U.S. and allied troops backed by warplanes and helicopters fought dozens of militants Monday in the biggest border clash along the mountainous Pakistani border in months. At least two militants and two Afghan soldiers were killed.

Separately, an Afghan soldier was reported killed when gunmen ambushed his vehicle in southern Afghanistan (search) on Sunday as he returned from guarding officials registering voters for October's presidential election.

The border battle began shortly after midnight Sunday when militants armed with rockets and machine-guns attacked a military post in Khost, a former Al Qaeda (search) stronghold about 120 miles south of Kabul, Afghan commander Gen. Khial Baz said.

U.S. spokesman Maj. Rick Peat said more than 100 Afghan and American troops clashed with 50 militants in the area. A B1 bomber, two A-10 ground-attack aircraft and four Cobra helicopter gunships provided support, he said.

"The militants retreated in panic and were pursued by the attack aircraft," Peat said.

Four Afghan soldiers were wounded, two of them fatally, and troops found the bodies of two dead militants, Baz said. The rest of the attackers retreated into Pakistan (search), he said.

Four hours later, U.S. and Afghan forces, again supported by A-10s, fought about 20 militants in a renewed battle. "The militants retreated after incurring heavy losses," Peat said, without elaborating.

This time, one Afghan soldier was killed and three others wounded, he said.

A Taliban (search) spokesman, Abdul Hakim Latifi, said followers of the hardline Islamic militia ousted more than two years ago by U.S.-led forces had mounted the attack on the border post. He said four Afghan soldiers were killed.

Afghan and American military bases along the mountainous border regularly come under fire from rebels armed with rockets, mortars and guns, despite stepped-up efforts by thousands of Pakistani and U.S.-led troops to reinforce the frontier.

In March, seven Afghan soldiers were reported killed when suspected Taliban attacked their border post in southern Kandahar. Last December, U.S. troops and helicopters killed as many as 14 militants in Paktika province, just south of Khost.

Many of the attacks originate in tribal areas on the Pakistani side, where Pakistani forces recently mounted a string of operations in an attempt to dislodge hundreds of suspected foreign fighters. Scores of militants and soldiers have died.

In Afghanistan, militants have also targeted workers preparing landmark presidential elections set for Oct. 9, including a guard shot dead in the troubled south on Sunday.
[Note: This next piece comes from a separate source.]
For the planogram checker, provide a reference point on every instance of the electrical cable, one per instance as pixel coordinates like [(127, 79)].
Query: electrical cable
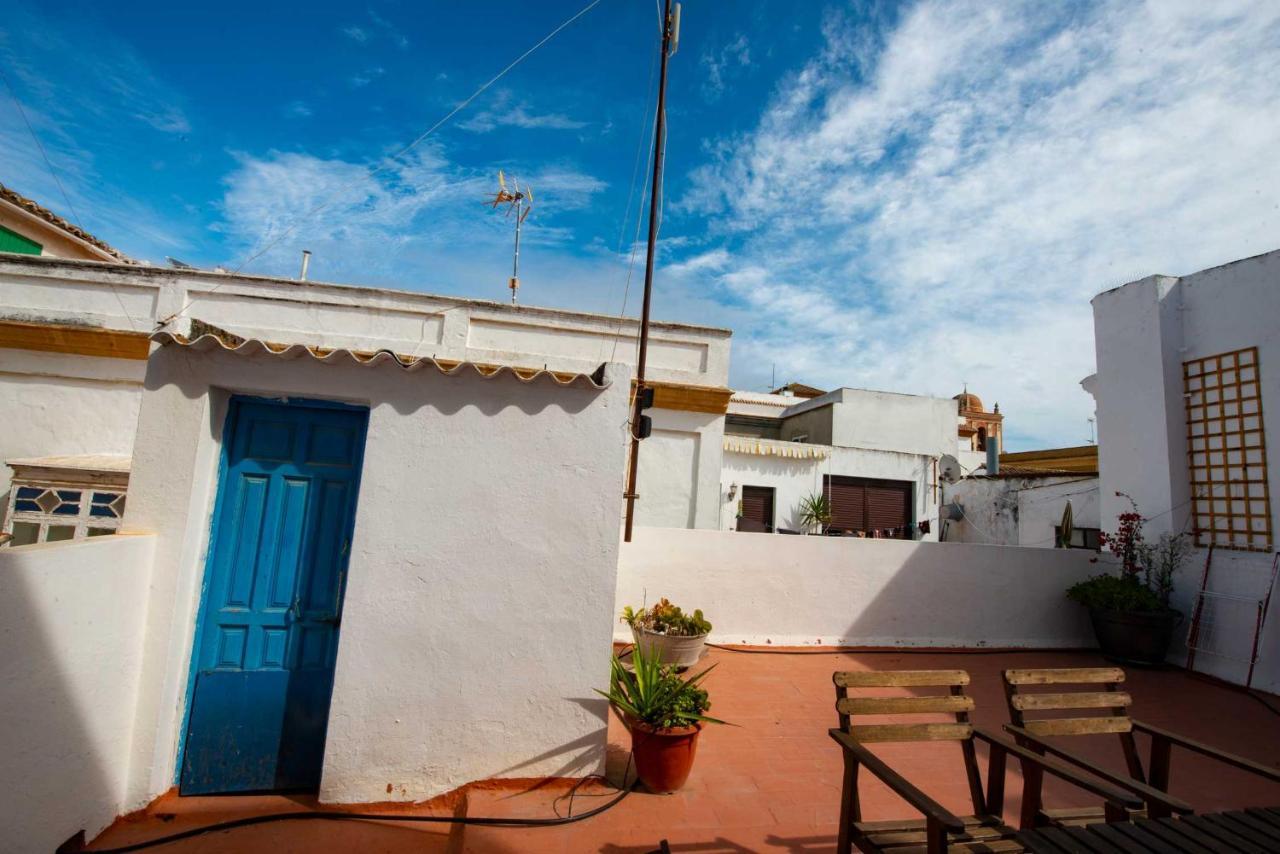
[(388, 817), (387, 161)]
The militia soldier was traveling back from a voter registration site to Lashkargah, the capital of Helmand province, on Sunday evening when his jeep came under fire, said Mohammed Wali, spokesman for the provincial governor.

Wali blamed the Taliban but did not elaborate.

At least 10 election workers have died in a string of attacks since May, but the violence has failed to halt a registration drive that the United Nations says has reached more than 90 percent of the estimated electorate so far.